Les responsables iraniens, qui insistent sur le fait que les militants qu’ils soutiennent agissent de manière indépendante, ont salué les attaques des Houthis, mais ont rejeté les affirmations américaines selon lesquelles Téhéran aurait été impliqué dans la planification ou aurait fourni des armes au groupe.

Pourtant, les experts en sécurité maritime soulignent depuis longtemps le lien étroit entre les attaques de Behshad et les Houthis. Après des années presque stationnaires dans la mer Rouge, le navire a navigué vers le sud le 11 janvier à travers l’étroit détroit de Bab-el-Mandeb jusqu’au golfe d’Aden, selon les informations de MarineTraffic.

Immédiatement après cette décision, une série d’attaques contre des navires ont eu lieu dans cette mer, au sud du Yémen. La plus grande taille du golfe d’Aden rend plus difficile le repérage et le ciblage des navires que dans la mer Rouge, bien plus restreinte.

Le porte-conteneurs Gibraltar Eagle a été visé le 15 janvier, tout comme le Genco Picardie deux jours plus tard, le Maersk Detroit le 24 janvier et le Marlin Luanda le 26 janvier.

Gahagan a souligné les liens entre les mouvements de Behshad et les attaques comme des coïncidences invraisemblables. « Même si je comprends que Téhéran continue de nier l’implication du navire dans la situation actuelle, c’est un cercle difficile à résoudre », a-t-il déclaré.

Une période de calme relatif dans les attaques a suivi la cyberattaque signalée contre Behshad. Entre le 2 et le 19 février, à peu près au moment de l’incident, le Behshad s’est arrêté au large de Djibouti, où la Chine possède une grande base navale.

Il y a eu peu d’attaques efficaces contre des navires au cours de cette période, et une recrudescence soudaine au moment où les données de suivi des navires montrent qu’ils reviennent dans le golfe d’Aden.

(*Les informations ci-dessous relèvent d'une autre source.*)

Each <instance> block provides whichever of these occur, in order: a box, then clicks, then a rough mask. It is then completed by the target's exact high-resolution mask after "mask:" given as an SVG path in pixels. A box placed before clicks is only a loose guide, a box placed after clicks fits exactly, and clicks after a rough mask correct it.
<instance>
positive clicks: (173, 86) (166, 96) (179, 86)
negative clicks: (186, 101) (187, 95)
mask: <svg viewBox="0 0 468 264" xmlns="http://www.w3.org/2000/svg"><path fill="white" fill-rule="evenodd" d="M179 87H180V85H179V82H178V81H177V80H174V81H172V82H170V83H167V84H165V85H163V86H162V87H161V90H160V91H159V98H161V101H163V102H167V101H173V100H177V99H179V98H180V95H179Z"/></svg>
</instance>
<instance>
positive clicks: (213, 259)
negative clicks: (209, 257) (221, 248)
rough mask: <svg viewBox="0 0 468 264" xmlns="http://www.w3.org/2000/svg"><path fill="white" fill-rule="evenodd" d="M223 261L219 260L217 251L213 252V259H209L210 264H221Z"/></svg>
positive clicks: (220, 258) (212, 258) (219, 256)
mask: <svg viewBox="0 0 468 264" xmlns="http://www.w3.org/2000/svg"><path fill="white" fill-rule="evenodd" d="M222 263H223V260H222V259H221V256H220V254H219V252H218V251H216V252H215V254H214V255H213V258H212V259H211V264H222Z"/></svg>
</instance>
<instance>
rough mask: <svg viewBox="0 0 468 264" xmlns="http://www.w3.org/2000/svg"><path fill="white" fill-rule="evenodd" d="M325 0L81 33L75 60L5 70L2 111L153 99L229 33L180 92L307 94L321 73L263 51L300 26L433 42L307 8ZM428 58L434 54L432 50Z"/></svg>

Cela comprenait l’attaque du 18 février contre le Rubymar, qui est ensuite devenu le premier à couler à la suite d’une frappe des Houthis. Deux autres navires furent attaqués le lendemain.

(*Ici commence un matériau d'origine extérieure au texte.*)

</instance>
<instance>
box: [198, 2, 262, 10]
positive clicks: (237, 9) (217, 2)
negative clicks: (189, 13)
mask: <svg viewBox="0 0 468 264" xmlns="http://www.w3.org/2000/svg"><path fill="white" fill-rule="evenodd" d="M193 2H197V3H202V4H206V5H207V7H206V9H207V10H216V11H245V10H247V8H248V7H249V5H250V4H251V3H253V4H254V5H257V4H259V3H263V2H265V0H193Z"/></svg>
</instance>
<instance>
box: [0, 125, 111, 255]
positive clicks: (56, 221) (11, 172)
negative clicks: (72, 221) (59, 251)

Gahagan a déclaré que si l’Iran avait donné des armes aux Houthis, le rôle présumé de Behshad dans la détection des navires n’était pas invraisemblable. « Est-il si exagéré d’imaginer qu’ils fournissent également aux Houthis des renseignements pour soutenir le profilage des cibles ? Il a demandé.

Pourtant, on ne sait toujours pas quelle mesure la coalition dirigée par les États-Unis, qui tente de contrer la menace houthie qui pèse sur le transport maritime, est prête à prendre contre le navire litigieux. Le ministère britannique de la Défense n’a pas immédiatement répondu à une demande de précision sur ce qu’il envisageait de faire à propos de ces navires.

Martin Kelly, analyste principal du Moyen-Orient au cabinet de sécurité maritime EOS Risk Group, a suggéré que Téhéran considérerait probablement une attaque physique – ou cinétique – contre le Behshad comme un franchissement d’une « ligne rouge ». Pour cette raison, il était difficile d’imaginer comment les États-Unis et leurs alliés pourraient immédiatement contrer la menace.

« Même si j’aimerais voir une sorte d’action cinétique contre Behshad, je ne suis pas sûr que nous le verrons à court terme », a-t-il déclaré.